If high school soccer fans were asked who was going to win this game, the decision would have been heavily if not unanimously in the Trojans favor. But there is a reason the games are played on the field. For 100 minutes, the teams locked horns in a physical, well-played scoreless tie as the Panthers gave everything they had. But in the end, Bromfield took care of business, claiming a 3-2 win on penalty kicks to advance on to the Central Mass. Division 3 quarterfinals.

“We went into the game with a plan that was really built to force their offense to get chances at tough angles,” said first year Ayer coach John Weeks. “Our goal was to funnel them to the sidelines and not allow anything to happen in the middle. I thought we executed that plan very well. The problem was, we didn’t get a lot of offensive push and our chances were extremely limited. But I can’t stress how proud I was of our team’s effort, especially on the defensive end.”

For Trojans coach Tom Hill, the positives in the game in his mind were few and far between.

“I think we just stood around too much and didn’t really play up to the level I was expecting,” said the veteran coach. “Give them (Ayer) credit, they played a smart game. But, we didn’t play smart at all. Our first touches were shaky and that kept us from really putting together any type of offensive tempo. We have to play much better if we expect to keep advancing.”

In the early going, Bromfield had a quantity of chances, but not quality, putting five shots on Panthers’ goalkeeper Ryan Madigan in the first 10 minutes. The shots though were from quite a distance out and were directly at Madigan, who easily turned away the attempts.
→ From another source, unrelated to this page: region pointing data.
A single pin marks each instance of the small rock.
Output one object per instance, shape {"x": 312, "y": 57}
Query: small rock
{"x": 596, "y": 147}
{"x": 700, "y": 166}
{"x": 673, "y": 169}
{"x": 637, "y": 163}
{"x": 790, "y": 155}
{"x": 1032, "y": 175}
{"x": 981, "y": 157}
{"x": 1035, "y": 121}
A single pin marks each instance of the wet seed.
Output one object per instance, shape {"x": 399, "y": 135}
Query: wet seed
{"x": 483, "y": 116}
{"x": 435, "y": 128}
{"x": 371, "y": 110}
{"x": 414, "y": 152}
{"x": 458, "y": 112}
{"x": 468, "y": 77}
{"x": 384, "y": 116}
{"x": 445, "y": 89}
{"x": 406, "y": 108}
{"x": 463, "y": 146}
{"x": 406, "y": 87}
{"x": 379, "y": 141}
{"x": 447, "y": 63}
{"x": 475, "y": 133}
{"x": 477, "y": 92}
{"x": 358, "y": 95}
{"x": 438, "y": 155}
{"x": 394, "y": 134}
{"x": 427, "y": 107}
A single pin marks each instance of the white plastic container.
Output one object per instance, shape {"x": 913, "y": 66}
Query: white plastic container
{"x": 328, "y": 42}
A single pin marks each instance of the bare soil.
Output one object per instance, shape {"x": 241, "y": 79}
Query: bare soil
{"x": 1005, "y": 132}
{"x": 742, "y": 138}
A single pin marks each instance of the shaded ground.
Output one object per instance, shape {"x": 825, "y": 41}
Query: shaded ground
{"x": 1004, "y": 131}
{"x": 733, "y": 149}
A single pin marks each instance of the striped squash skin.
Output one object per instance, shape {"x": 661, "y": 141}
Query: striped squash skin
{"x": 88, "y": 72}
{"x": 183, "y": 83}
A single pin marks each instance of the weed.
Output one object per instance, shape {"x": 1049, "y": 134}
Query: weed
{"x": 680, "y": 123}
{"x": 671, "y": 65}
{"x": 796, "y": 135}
Just under 20 minutes into the game, the Trojans came up with their best opportunity of the first half. Off a long throw-in, Derek Silver out-jumped the Ayer defense and headed a shot towards the net from 10 yards out. The shot went just inches over the crossbar as the game remained scoreless.

The Panthers’ lone scoring threat came in the 29th minute and was the best threat either side had in the first 40 minutes. Maurice Bechara shook loose of a defender and found space just outside the top of the box. The senior forward let loose a low shot that skipped once and was saved by diving Bromfield goaltender Will Nocka as the game headed to the intermission at 0-0.

“As the first half wore on, I thought our effort got better and we were working harder to get chances,” said Hill. “Then we kind of slowed down the last 10 minutes of the first half and that carried over. I thought at some point we were going to step up, but we never really did.”

A wild scramble in the 49th minute almost broke the ice. Bromfield had an initial shot blocked from 20 yards out, but the rebound came to Silver, who fired a shot that hit off the side of Madigan. Another rebound came out to Silver, who lined a shot from 10 yards away that hit off the crossbar and was eventually cleared away as Ayer dodged a major bullet.

But the Ayer defense frustrated the Bromfield offense over the next 15 minutes, packing the middle and receiving outstanding all-around play from everyone, spear-headed by Ryan Goodman, Ian Morrison and Tim White, who did a great job of limiting the shots allowed on goal.

“Defensively, we knew it would take a total group effort to try to keep the game close,” said Weeks. “Everyone stepped up and contributed in some way, but Ryan Goodman, Ian Morrison, Tim White, Andrew Stiling and Dan Hughes led the charge. They were very aggressive and did an outstanding job of keeping the middle clear and not allowing any easy chances on net.”

Over the final 15 minutes, Bromfield had two chances to grab the lead, but were unable to convert. In the 66th minute, Issac Cohen had a header from 10 yards out that was turned away by Madigan. In the 74th minute, Andy Tabrizi sent a shot just wide of the right post. The final whistle of regulation came and after 80 minutes nothing was settled as the game headed to overtime.

Cohen had the best chance for the Trojans in the 84th minute, getting free at the top of the box and lining a shot just over the crossbar. It was Bromfield’s only real threat as the Panthers controlled the flow of play in the extra 20 minutes.

“We made a change in our strategy over the last 20 minutes and attempted to get more pressure offensively,” said Weeks. “It really worked out well and I thought we had a couple of good chances to win the game.”

Ayer’s best chance came with just minutes left in the overtime. Off a free kick from near midfield, Bechara sent a long ball towards the top of the box. Zak Keeley came away with the loose ball and fired a shot that went just wide of the right post. That was the last threat for either team as the game went to penalty kicks to decide a winner.

Bechara got things started for the Panthers by finding the back of the net while Brent Stoddard responded for the Trojans with a goal to knot it at one. A pair of misses opened the door for Bromfield and they responded, getting scores from Cohen and Silver to grab a 3-1 lead.

Morrison kept hope alive with a tally to draw Ayer within one at 3-2, which was followed by aTrojans’ miss. Ayer couldn’t convert its fifth shot as Bromfield survived, advancing into a match-up against third-seeded Littleton.

“Our penalty kicks were good, but I am upset that we let it get to that point,” said Hill. “We survived, which is the best thing I can say. I expect our effort and result to be better in the next round.”

For the Panthers, the shootout loss meant the end of an outstanding season.

“You never want to lose, but to go out by playing as well and as hard as we did against a great team like that is pretty great,” said Weeks. “There was so many good things that we did in this game. I am so proud of the effort of everyone. The hope is that the success of this season can be used as a stepping stone to the future advancement of this program.”